Certainly Russian companies have rapidly repatriated bonds and cash as western investors in Russian assets try to do the same, but many are locked into existing supply and investment arrangements and even one of Russia’s great energy conglomerates, the state owned Rosatom has defied Putin’s immediate group by saying there is no question of stopping enriched uranium from reaching Ukraine’s 9 reactors. Even for a shut down fuel is required.
Who is more dependent on whom?
Behind the immediate issues of threats and physical occupation of Ukraine infrastructure the critical question: is Russia more dependent on the EU than the EU is on Russian energy. It is very messy as both sides take immediate pain, but the assumption by some of the western leaders and commentators that there is no contest seem alarmingly naïve. Given the scale of Russia’s energy resources, their strategic distribution, the EU’s energy deficit and the cost of finding alternatives quickly, seem to mean that democratic outrage should put on hold.
One claim put forward is that the oligarchs who now have prodigious wealth comprehension will bring Putin to heel. There has already been a sharp fall in the Moscow Exchange and calls on leveraged positions, but the key question is whether the “110 oligarchs” that apparently hold 30% of all Russian assets are a) united; b) have any political influence or that c) Putin and his inner circle care a fig. The more their assets fall, the cheaper it will be for state companies to buy them.

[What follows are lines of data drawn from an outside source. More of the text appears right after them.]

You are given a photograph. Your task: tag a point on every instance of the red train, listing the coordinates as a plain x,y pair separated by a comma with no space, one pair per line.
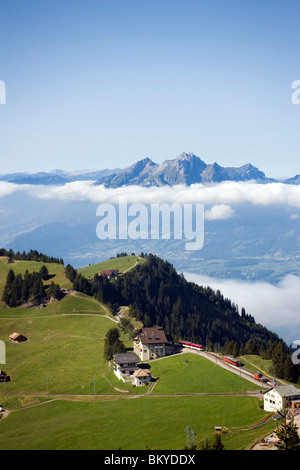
186,344
233,361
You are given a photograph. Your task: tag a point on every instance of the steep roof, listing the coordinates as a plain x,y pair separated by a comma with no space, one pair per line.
287,390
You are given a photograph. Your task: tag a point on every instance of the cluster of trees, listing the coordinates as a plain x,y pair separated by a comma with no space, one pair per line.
21,289
32,255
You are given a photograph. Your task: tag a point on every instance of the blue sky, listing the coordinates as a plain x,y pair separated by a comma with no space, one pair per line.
104,83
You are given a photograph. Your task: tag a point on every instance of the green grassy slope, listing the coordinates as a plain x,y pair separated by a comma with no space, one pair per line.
156,423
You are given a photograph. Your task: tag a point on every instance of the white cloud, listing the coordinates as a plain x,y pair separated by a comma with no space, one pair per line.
219,211
274,306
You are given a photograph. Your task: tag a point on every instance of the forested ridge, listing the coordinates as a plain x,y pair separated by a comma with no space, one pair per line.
158,295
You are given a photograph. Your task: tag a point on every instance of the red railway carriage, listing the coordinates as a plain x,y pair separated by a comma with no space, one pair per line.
187,344
233,361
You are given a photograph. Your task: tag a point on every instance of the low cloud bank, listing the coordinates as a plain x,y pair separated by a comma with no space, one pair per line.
226,193
274,306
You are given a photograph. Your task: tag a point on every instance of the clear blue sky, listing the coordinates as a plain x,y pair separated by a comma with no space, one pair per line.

The case of Mikhail Khodorkovsky is instructive. For a brief period he was the richest individual in Russia after acquiring Yukos Oil for $300m and $2 billion in debt through a bank he controlled. The acquisition details were murky. There were gun shots and dead bodies. It was a wild time, but his timing was perfect. The distressed Yukos recovered with rising oil prices and Khodorkovsky’s wealth reach $17 billion. He thought this granted him immunity and made the mistake of regarding Putin a democratic politician, if a dangerous one. When Yukos was presented with a $24 billion tax bill he didn’t get the hint. He was charged with tax evasion and embezzlement, tried and found guilty and then spend the next decade in Arctic Circle prison camps. The most relevant point though is almost all his Yukos assets were transferred to Rosneft, Russia’s largest oil company.
Defender of the state
Putin turned the episode into a public triumph as a defender of the State and the people. He had cleaned the stables of oligarch swine just as he cleaned out the corruption and fraudulent dealings surrounding Gazprom and Sibneft. Assets sold off for a song to the first generation of oligarchs were reacquired and now, under the control of a long time friend and associate Dimitry Miller, Gazprom has with Sibneft back in the fold grown to be one of the largest energy groups in the world.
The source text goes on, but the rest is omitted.